Hunger Strikes Used by Immigration Reform Advocates
Oswaldo Cabrera, 42, has been on a hunger strike for 28 days.
June 7, 2010— -- Just a few weeks after graduating from Columbia University, Yadira Alvarez, an undocumented immigrant from Mexico, is in her seventh day of a hunger strike in front of Sen. Charles Schumer's Manhattan offices.
She is one of a small group of young immigrants who are putting their health on the line, and for some of them, risking the unwanted attention of immigration authorities, in an effort to persuade the lawmaker to push a bill that could finally give some of them -- and many thousands of other young undocumented immigrants -- a path to legal status in this country.

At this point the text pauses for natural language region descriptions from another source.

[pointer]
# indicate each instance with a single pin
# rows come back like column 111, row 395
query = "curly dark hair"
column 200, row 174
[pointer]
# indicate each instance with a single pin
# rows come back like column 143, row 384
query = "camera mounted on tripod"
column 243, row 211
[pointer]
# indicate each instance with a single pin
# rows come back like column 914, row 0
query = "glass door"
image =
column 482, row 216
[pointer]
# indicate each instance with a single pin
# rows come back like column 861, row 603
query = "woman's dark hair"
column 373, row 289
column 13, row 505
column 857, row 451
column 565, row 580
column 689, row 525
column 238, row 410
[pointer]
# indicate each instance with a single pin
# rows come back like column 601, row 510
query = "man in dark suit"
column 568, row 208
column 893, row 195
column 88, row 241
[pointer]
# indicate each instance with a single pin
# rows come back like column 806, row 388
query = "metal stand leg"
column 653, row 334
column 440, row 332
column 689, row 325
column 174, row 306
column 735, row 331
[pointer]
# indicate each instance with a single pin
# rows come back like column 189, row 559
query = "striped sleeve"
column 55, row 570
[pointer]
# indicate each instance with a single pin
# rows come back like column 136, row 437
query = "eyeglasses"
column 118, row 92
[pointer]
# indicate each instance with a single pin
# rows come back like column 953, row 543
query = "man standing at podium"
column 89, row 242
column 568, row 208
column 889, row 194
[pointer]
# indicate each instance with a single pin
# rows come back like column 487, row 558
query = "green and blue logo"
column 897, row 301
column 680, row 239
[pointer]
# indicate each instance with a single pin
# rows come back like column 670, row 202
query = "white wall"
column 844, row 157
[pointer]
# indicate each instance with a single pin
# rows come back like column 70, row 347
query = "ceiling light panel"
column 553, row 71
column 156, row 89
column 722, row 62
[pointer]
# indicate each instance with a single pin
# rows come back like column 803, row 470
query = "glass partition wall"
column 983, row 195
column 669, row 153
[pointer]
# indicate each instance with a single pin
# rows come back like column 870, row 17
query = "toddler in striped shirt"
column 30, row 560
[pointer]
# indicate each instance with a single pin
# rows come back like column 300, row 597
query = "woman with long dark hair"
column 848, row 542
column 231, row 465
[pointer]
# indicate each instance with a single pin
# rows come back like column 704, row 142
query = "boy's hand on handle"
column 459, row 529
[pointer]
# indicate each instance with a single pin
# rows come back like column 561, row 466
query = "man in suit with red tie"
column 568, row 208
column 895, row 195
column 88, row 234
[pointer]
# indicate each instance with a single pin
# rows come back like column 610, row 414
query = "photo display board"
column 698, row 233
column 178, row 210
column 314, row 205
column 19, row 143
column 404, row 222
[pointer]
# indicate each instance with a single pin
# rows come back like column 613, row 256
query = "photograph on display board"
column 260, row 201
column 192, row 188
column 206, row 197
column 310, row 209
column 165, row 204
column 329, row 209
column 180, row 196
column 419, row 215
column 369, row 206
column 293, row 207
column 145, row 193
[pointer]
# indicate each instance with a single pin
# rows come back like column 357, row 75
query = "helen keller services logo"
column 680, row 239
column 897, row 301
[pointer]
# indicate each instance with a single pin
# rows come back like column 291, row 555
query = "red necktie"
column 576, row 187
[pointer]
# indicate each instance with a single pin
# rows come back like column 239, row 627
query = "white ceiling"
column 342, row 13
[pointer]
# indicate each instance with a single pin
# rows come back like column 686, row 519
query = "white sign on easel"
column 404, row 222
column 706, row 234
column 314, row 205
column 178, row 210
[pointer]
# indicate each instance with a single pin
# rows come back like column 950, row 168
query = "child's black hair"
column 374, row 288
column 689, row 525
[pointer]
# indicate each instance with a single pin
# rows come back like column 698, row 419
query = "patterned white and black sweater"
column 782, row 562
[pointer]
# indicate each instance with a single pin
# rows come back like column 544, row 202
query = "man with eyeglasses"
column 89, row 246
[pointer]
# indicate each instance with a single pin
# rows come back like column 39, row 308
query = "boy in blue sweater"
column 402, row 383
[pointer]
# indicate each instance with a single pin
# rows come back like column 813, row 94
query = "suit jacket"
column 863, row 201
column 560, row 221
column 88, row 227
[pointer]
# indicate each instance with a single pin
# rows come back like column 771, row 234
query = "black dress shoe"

"We can't be spectators anymore," said Alvarez, 22, who came to the United States in 2000 under a tourist visa.
Her group, the New York State Youth Leadership Council, began its hunger strike after failing in a series of tamer tactics, including petitions, phone banking, rallies, vigils and a "die-in" involving lying down on the floor of Schumer's, D-N.Y., offices until they were granted a meeting.
Theirs is just one of a number of hunger strikes being waged by immigration reform activists around the country, frustrated by what they see as unmet promises by President Obama to tackle immigration reform within his first year in office, and frightened by a tough new law in Arizona that would require immigrants to carry documentation and give law enforcement the power to detain anyone suspected of being undocumented.
Among the other recent hunger strikes is one that began in New York's Battery Park near the Statue of Liberty and Ellis Island before heading inside a downtown church where about 40 men and women, mostly immigrants, recently fasted for 72 hours in protest and to urge Congress and the Obama administration to take action.
"We are sacrificing," said Ravi Ragbir, an immigrant from Trinidad who now lives in New Jersey, "to show how harsh and how oppressive the laws are."
"We are willing to deny ourselves food, which is life, to continue our fight," he said.
Oswaldo Cabrera, a 42-year-old immigration advocate who practiced law in his native Ecuador before crossing the desert into Laredo, Texas, 20 years ago, has held a hunger strike for more than four weeks in a series of churches in New York and New Jersey. His protest opposes U.S. immigration policies that he said inhumanely rip parents from their children.